Todas las civilizaciones han cuidado a los mejores. A los que han sido más valientes, más sabios, más futuristas. A los que generan riqueza con imaginación y talento, a los capaces de aportar algo distinto. Perseguirles, insultarles, caricaturizarles los méritos, señalarles ante los más desfavorecidos solo les puede ahuyentar. Y sin esos que se arriesgan, sin esos que dinamizan, esos mamuts de hoy en día volverán a ser ranitas en cartillas de racionamiento. Pregunten donde ha pasado, pregunten a algún comunista que nunca creyó en el poder de hacer simples agujeros.

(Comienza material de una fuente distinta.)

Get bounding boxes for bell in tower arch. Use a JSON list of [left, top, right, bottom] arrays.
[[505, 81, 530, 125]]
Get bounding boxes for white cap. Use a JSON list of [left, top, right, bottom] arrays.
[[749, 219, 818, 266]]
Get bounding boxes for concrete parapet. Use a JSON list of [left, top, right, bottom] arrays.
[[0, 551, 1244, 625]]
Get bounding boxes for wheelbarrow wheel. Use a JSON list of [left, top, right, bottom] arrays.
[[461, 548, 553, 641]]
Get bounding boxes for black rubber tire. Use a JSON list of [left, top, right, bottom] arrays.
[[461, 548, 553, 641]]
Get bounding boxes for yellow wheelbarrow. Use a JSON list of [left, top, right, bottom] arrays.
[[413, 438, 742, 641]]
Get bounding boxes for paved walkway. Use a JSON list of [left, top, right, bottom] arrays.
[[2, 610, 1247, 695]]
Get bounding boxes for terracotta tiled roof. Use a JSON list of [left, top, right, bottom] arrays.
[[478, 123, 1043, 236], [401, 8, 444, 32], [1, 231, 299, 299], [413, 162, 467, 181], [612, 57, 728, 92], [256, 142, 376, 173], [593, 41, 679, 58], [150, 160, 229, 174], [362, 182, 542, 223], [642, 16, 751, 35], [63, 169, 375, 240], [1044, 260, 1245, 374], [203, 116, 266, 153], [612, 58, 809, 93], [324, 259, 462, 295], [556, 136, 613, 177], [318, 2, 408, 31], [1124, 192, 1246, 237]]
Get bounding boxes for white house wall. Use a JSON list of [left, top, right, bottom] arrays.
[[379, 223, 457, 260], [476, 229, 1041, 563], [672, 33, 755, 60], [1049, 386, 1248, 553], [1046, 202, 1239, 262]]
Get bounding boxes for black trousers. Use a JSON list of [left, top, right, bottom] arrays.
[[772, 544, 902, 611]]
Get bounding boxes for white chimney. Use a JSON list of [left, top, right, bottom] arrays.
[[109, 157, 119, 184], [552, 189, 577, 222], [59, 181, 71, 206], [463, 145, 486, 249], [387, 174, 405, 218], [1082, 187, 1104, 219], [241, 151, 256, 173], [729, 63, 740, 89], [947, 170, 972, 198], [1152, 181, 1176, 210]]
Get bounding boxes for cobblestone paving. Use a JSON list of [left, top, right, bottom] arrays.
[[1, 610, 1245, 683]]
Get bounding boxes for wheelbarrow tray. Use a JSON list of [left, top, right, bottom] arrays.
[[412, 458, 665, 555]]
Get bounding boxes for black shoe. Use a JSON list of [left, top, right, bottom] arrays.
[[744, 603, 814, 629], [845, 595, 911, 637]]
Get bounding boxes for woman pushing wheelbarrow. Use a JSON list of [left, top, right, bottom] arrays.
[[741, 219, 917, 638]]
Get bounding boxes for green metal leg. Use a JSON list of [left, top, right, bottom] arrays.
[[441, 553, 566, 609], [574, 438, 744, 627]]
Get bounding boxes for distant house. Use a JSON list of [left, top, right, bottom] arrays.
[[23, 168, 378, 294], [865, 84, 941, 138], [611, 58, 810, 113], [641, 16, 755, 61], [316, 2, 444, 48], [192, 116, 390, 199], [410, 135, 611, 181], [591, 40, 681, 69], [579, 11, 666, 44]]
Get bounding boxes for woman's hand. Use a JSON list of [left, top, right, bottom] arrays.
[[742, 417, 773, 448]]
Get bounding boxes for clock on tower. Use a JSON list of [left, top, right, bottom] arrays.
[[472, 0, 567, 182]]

Pienso en el que fue primero. El primer emprendedor de todos. Hambre, frío y mal futuro a base de escurridizos conejitos o despistados cervatillos, de contexto. Pienso en el que se quedó mirando aquella manada de moles peludas y colmillos exagerados que se veía a lo lejos. Ese que soñó un día con comida para todos. El mamut como objetivo, seguro que estaba loco. Eso le dijo el resto con gruñidos escabrosos cuando les señaló tal bicho. Volvieron a sus quehaceres de mediocridad paleolítica comprobado el imposible. Todos a cazar ranas, a comer higos y bayas, a perpetuar lo escaso de sus recursos. Todos a hacer lo mismo que vieron hacer a sus padres. Todos menos el insensato que creía que la generación de abundancia dependía de uno mismo. Ese se volvió al valle y empezó a visualizar lo que le decía su instinto.